Enquanto o cheiro era o seco cheiro de pedra exasperada que o dia tem
no campo. Ainda nesse mesmo dia Martim ficara de pé na sacada
procurando, com inútil obediência, não perder nada do que se
passava. Mas o que se passava não era muito: antes de começar a
estrada que se perdia em suspensa poeira de sol, apenas o jardim nada
mais que contemplável; compreensível e simétrico do alto da
sacada; emaranhado quando se fazia parte dele – e esta lembrança o
homem há duas semanas guardava nos pés com aplicação cuidadosa,
conservando-a para um uso eventual. Por mais atenção, no entanto, o
dia era inescalável; e como um ponto desenhado sobre o mesmo ponto,
a voz do grilo era o próprio corpo do grilo, e nada informava. A
única vantagem do dia é que na extrema luz o carro se tornava um
pequeno besouro que facilmente alcançaria a estrada.
Mas
enquanto o homem dormia o carro se tornava enorme como é gigantesca
uma máquina parada. E de noite o jardim era ocupado pela secreta
urdidura com que o escuro se mantém, num trabalho cuja existência
os vaga-lumes inesperadamente traem; certa umidade também denunciava
o labor. E a noite era um elemento em que a vida, por se tornar
estranha, era reconhecível.
Foi
nessa noite que, atingindo o hotel vazio e adormecido, o motor do
carro se sacudiu. Lentamente o escuro se pusera em movimento.
Em
vez de acordar e diretamente ouvir, foi através de um sono ainda
mais profundo que Martim passou para o outro lado da escuridão e
ouviu o ruído que as rodas fizeram cuspindo areia seca. Depois seu
nome foi pronunciado, destacado e limpo, de algum modo agradável de
se ouvir. Era o alemão quem falara. No sono Martim fruiu o som do
próprio nome. Em seguida o arrebatado grito de uma ave, cujas asas
haviam sido espantadas na sua imobilidade, esse modo como o espanto
parece com a grande alegria.
Quando
o silêncio se refez dentro do silêncio, Martim adormeceu ainda mais
longe. Embora no fundo do sono alguma coisa ecoasse difícil,
tentando se organizar. Até que, sem nenhum sentido e livre do
incômodo de precisar ser compreendido, o ruído do carro se refez na
sua memória com as minúcias mais finamente discriminadas. A ideia
do carro despertou um aviso suave que ele não entendeu de pronto.

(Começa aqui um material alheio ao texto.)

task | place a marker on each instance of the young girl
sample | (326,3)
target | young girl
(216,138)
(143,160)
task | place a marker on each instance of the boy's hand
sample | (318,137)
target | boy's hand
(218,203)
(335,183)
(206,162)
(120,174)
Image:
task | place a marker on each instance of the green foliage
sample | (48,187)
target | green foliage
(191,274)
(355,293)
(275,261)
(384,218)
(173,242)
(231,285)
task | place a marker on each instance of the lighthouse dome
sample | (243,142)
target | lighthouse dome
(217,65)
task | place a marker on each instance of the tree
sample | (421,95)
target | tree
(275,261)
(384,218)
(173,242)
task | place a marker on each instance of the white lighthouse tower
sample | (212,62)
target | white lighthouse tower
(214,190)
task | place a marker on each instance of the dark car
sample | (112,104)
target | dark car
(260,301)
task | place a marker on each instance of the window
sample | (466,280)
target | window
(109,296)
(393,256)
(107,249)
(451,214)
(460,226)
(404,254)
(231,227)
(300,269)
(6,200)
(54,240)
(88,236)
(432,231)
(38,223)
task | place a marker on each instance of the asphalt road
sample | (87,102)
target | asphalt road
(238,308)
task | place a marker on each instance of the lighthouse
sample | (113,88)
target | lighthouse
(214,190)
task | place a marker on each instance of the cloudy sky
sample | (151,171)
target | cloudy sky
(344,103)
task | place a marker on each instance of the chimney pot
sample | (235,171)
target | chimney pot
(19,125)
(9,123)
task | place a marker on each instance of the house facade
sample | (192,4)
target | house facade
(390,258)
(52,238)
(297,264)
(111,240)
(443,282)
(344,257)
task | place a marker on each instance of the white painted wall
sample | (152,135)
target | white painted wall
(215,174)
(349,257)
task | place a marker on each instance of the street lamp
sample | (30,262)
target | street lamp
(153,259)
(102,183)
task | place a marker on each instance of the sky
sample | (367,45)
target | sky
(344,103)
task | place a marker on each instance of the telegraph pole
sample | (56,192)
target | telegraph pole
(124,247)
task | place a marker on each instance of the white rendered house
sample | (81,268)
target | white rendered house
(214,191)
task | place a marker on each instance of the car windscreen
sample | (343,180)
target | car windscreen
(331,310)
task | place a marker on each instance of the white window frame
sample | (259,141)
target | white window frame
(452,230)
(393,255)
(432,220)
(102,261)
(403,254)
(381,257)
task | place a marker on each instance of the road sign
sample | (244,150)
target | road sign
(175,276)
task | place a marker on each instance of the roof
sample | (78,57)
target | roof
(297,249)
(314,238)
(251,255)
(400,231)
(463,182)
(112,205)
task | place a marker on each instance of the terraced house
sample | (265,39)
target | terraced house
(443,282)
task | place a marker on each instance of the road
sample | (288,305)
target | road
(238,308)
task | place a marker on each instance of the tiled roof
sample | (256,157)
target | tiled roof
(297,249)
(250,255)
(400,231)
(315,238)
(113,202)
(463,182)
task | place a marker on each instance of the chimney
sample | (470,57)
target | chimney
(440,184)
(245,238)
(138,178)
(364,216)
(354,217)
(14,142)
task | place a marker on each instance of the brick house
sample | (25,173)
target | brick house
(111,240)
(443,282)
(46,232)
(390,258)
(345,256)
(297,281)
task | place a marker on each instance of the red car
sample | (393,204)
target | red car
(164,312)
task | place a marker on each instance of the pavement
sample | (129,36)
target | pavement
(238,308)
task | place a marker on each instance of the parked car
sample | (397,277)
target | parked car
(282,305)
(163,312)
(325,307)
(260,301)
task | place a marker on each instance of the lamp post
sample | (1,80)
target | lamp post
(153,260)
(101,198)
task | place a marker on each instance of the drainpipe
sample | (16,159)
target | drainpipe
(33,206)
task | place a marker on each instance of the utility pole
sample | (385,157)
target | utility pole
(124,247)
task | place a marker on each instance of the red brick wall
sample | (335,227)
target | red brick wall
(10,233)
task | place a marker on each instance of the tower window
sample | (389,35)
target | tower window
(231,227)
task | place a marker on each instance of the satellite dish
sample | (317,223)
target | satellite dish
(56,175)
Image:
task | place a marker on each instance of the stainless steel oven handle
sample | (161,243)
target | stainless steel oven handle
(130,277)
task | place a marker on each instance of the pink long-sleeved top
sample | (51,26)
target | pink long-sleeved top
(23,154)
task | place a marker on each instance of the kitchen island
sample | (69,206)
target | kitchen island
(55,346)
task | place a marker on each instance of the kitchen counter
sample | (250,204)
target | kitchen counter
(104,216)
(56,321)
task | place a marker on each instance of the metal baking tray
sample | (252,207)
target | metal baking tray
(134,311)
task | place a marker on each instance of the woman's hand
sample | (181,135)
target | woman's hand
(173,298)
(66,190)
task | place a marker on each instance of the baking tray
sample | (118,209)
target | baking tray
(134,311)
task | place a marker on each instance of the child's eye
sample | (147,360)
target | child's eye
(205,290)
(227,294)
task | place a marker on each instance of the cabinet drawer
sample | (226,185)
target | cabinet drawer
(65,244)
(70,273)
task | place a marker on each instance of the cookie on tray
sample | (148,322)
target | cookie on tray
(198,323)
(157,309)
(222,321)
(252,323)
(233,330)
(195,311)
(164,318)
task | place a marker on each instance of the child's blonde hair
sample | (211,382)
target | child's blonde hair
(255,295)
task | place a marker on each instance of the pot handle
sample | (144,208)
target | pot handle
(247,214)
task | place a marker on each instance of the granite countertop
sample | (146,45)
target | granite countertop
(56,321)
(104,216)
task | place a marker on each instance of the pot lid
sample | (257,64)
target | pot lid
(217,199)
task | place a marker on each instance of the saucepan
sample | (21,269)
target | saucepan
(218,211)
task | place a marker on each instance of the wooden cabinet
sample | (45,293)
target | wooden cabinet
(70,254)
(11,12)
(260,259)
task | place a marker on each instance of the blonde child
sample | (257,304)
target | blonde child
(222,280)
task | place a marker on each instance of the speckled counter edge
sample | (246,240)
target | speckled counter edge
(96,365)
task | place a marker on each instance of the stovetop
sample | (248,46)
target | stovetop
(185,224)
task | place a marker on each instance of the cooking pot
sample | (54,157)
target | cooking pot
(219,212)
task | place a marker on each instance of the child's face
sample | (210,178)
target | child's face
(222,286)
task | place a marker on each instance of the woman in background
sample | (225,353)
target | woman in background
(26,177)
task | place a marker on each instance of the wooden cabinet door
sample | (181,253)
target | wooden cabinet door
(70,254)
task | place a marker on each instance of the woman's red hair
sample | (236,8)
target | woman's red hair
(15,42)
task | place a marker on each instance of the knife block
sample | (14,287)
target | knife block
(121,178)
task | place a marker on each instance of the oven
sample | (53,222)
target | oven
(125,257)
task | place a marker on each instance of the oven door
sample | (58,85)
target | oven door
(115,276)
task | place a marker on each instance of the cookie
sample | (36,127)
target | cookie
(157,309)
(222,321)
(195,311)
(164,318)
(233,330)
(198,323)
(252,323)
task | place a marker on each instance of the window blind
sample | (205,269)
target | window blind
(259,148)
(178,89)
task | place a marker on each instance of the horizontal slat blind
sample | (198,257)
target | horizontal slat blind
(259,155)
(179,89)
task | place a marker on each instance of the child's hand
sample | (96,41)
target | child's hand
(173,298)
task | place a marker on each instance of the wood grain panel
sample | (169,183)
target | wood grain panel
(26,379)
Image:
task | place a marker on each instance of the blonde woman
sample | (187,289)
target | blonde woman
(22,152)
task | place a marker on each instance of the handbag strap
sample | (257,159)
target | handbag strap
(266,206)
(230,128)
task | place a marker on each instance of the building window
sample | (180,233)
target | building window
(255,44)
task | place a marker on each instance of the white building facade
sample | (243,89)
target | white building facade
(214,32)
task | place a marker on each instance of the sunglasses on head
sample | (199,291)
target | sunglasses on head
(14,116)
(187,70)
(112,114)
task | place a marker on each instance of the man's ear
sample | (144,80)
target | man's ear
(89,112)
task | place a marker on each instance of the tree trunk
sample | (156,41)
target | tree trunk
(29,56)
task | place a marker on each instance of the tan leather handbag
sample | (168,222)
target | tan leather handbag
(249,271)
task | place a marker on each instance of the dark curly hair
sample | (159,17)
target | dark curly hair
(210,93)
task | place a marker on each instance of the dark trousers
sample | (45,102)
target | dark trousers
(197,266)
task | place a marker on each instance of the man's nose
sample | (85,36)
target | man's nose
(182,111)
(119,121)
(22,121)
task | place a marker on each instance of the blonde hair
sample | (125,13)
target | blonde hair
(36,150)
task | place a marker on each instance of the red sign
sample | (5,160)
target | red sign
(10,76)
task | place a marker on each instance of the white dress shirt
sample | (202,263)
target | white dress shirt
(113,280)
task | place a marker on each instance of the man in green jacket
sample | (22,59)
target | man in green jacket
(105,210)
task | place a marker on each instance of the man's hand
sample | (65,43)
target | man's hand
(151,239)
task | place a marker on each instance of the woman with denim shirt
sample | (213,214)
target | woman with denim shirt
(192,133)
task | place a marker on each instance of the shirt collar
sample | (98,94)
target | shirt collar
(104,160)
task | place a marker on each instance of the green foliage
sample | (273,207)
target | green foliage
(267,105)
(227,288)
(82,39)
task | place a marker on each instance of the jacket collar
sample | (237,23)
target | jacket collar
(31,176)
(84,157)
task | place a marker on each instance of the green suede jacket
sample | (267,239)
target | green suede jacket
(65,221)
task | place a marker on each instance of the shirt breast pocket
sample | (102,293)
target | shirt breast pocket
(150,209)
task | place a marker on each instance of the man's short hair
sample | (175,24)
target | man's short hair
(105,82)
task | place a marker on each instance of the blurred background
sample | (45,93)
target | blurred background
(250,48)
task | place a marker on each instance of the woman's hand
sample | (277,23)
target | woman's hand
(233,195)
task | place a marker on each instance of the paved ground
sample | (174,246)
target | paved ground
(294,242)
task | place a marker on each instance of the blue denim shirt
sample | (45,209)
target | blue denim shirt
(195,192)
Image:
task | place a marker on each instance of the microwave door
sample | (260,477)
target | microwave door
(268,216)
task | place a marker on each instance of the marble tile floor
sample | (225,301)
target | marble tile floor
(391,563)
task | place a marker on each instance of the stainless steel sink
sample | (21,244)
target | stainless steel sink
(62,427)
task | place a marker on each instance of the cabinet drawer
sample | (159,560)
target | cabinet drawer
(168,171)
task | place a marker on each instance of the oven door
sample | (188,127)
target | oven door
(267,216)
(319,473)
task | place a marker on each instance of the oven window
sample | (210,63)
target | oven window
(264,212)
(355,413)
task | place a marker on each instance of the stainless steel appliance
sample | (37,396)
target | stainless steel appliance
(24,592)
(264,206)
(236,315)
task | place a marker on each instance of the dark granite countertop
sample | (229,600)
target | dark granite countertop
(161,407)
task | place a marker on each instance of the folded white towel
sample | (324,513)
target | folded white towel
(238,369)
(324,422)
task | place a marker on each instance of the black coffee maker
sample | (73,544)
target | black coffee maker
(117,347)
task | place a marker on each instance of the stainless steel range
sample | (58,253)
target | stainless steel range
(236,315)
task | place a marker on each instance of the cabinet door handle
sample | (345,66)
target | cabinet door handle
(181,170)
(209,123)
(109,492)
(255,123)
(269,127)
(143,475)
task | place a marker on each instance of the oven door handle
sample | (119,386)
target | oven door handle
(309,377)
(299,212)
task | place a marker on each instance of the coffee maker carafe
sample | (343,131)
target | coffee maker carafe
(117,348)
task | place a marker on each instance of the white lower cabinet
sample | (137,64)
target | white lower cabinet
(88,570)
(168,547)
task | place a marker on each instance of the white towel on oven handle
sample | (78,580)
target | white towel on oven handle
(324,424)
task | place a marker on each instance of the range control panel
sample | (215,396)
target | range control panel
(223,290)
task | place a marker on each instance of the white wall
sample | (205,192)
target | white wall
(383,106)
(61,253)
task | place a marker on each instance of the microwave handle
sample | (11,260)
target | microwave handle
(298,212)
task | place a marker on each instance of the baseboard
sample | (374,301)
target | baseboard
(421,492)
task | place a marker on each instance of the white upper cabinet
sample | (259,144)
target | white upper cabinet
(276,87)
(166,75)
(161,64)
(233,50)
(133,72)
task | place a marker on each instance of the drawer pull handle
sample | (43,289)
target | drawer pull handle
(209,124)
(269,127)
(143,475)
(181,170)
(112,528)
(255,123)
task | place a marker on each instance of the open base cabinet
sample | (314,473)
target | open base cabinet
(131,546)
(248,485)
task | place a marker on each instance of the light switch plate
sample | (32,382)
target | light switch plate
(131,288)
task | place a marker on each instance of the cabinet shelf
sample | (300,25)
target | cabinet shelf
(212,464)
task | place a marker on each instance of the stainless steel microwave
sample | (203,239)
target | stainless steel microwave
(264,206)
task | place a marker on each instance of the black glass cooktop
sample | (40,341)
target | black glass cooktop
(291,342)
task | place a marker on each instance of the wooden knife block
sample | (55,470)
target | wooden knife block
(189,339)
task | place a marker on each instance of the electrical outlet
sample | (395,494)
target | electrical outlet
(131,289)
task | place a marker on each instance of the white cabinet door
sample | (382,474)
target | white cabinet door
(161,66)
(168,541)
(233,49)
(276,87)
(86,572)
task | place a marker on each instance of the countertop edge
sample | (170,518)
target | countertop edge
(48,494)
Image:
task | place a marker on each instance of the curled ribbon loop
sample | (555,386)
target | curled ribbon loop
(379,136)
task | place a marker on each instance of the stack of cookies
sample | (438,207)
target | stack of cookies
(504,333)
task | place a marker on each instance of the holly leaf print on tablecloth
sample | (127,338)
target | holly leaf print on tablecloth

Mas que já espalhara pelo mundo um vago alarme, cujo centro
irradiador era o próprio homem: “assim, pois, eu”, pensou seu
corpo se comovendo. Continuou deitado, remotamente gozando.
Há
duas semanas aquele homem viera para o hotel, encontrado no meio da
noite quase sem surpresa, de tal modo a exaustão tornava tudo
possível. Era um hotel vazio, só com o alemão e o criado, se
criado era. E durante duas semanas, enquanto Martim recuperava as
forças num sono quase ininterrupto, o carro continuara parado numa
das alamedas, com as rodas enterradas na areia. E tão imóvel, tão
resistente ao hábito de incredulidade do homem e ao seu cuidado em
não se deixar ludibriar, que Martim terminara finalmente por
considerá-lo à sua disposição.
Mas
a verdade é que já naquela noite de pés cambaleantes – quando
ele enfim se deixara cair meio morto numa cama verdadeira com
verdadeiros lençóis – já naquele instante o carro representara a
garantia de nova fuga, caso os dois homens se mostrassem mais
curiosos pela identidade do hóspede. E este tombara confiante no
sono como se ninguém jamais conseguisse tirar de sua firme garra,
que prendia apenas o lençol, a roda imaginária de um volante.
O
alemão, no entanto, nada lhe havia perguntado e o criado, se o era,
mal o olhara. A relutância com que o tinham aceito não vinha da
desconfiança, mas do fato do hotel não ser mais hotel havia muito
tempo – há tanto tempo quanto estava inutilmente à venda,
explicara-lhe o alemão, e, para não ter um ar suspeito, Martim
balançara a cabeça sorrindo. Enquanto não tinham construído a
estrada nova, era por ali que passavam os carros, e o casarão
isolado não poderia estar melhor situado como pouso forçado para
pernoites. Quando a nova estrada fora traçada e asfaltada a
cinquenta quilômetros dali, desviando para longe o curso de
passagem, o lugar todo morrera e não havia mais motivo de alguém
vir a precisar de hotel na zona agora entregue ao vento. Mas apesar
da indiferença aparente dos dois homens, a obstinada procura de
segurança de Martim se ancorara naquele carro sobre o qual também
as aranhas, tranquilizadas pela imobilidade envernizada, haviam
executado o aéreo trabalho ideal.
Era
esse carro que em plena noite se desenraizara com rouquidão.
Dentro
do silêncio de novo intato, o homem agora olhou estupidamente o teto
invisível que no escuro era tão alto quanto o céu. Largado de
costas na cama, tentou num esforço de prazer gratuito reconstituir o
ruído das rodas, pois enquanto não sentia dor era de um modo geral
prazer que ele sentia. Da cama não via o jardim. Um pouco de bruma
entrava pelas venezianas abertas, o que se denunciou ao homem pelo
cheiro de algodão úmido e por uma certa ânsia física de
felicidade que a cerração dá. Fora apenas um sonho, então.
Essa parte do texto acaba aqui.